In the wetlands the point out the presence of Salicra a plant with purple flowers that indicates relatively clean water. They also show me a native grass called 'grava de Sitges' (Paspaloum Districhum) that uses 15 times less water than the English species often planted by landscape architects in Spain. We also found Estramoni (Datura Stramonium) a plant used turn of the century painters and architects to get high and hallucinate.

I asked Joan and Pep about the possiblity of restoring the salt mountains in Sallent, and they assure me that it can be done.

I see construction near the Llobregat from here and to the Mediterranean. Everywhere there are machines moving earth from one place to the next, installing pipes or taking them out. I pass the water treatment plant managed by AGBAR at Sant Joan Despi, but I'm confident that Roger Lloret will give me a personal tour next week.
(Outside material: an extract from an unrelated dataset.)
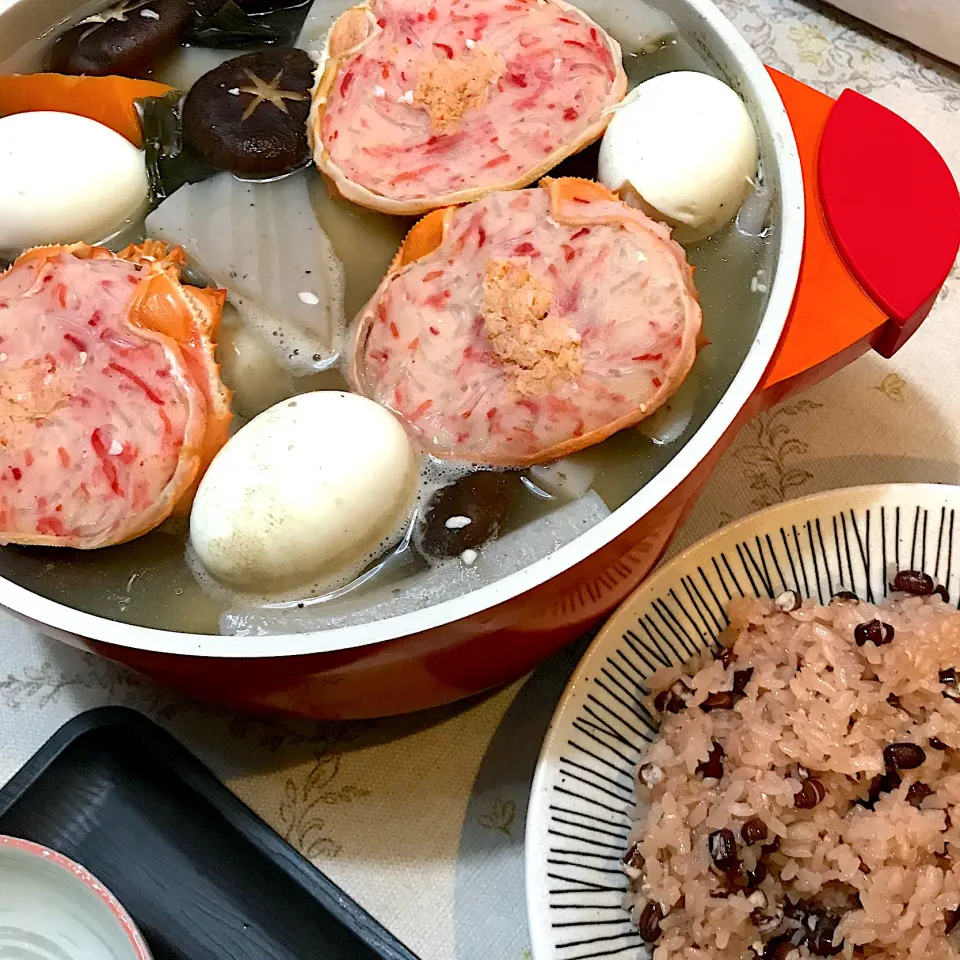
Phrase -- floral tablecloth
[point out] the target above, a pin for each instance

After el Prat del Llobregat, home of the historian Juame Codina, I encounter the spot where engineers changed the course of the Llobregat river in order to expand the industrial zone of the Zona Franca. This monumental feat of engineering, raises the question: if we can move a river, can't we restore it as well?

At this point, I begin to smell the salt of the ocean. There is more algae in the river than upstream, and the river islands and meanders disappear.

Here the Llobregat ceases to look like the river that I had followed for ten days. It looks more like an extension of the Mediterranean, flowing upstream. When the engineers changed the course of the river, did they really bring the Llobregat to the Sea, or did they allow the Sea to gobble up the Llobregat inland?

Finally, I see where the Llobregat meets the Mediterranean.
In the final kilometer we enter the protected area of the Llobregat Delta. A chain linked fence prevents us from following the course of the river, and guides us to trails in the delta created for bird watchers and cyclists. My sense of direction tells me that the path will meet the Mediterranean south west from where the Llobregat meets the sea. And indeed, by the time we hit the beach we see dikes guiding the Llobregat into the Mediterranean about 750 meters to our left. The path ends, and we see the beach, but do not have access. Instead we are surrounded by chained linked fences, and signs warning us not to trespass. Futhermore, major construction was drilling next to us, causing a horrendous noise. Sara and I are tempted to jump the fence, even though we saw a security truck slowly pass and give us a menacing stare. It was frustrating to walk the entire length of the Llobregat, only to be treated like a prisoner at the end. The freedom and liberty I had enjoyed over the past 10 days, following the river, and moving around obstacles, came to an abrupt end, as I was constrained by the urban insfrastructure and the urban norms that restricted my access, and prevented me from swimming in the Mediterranean, as I had hoped.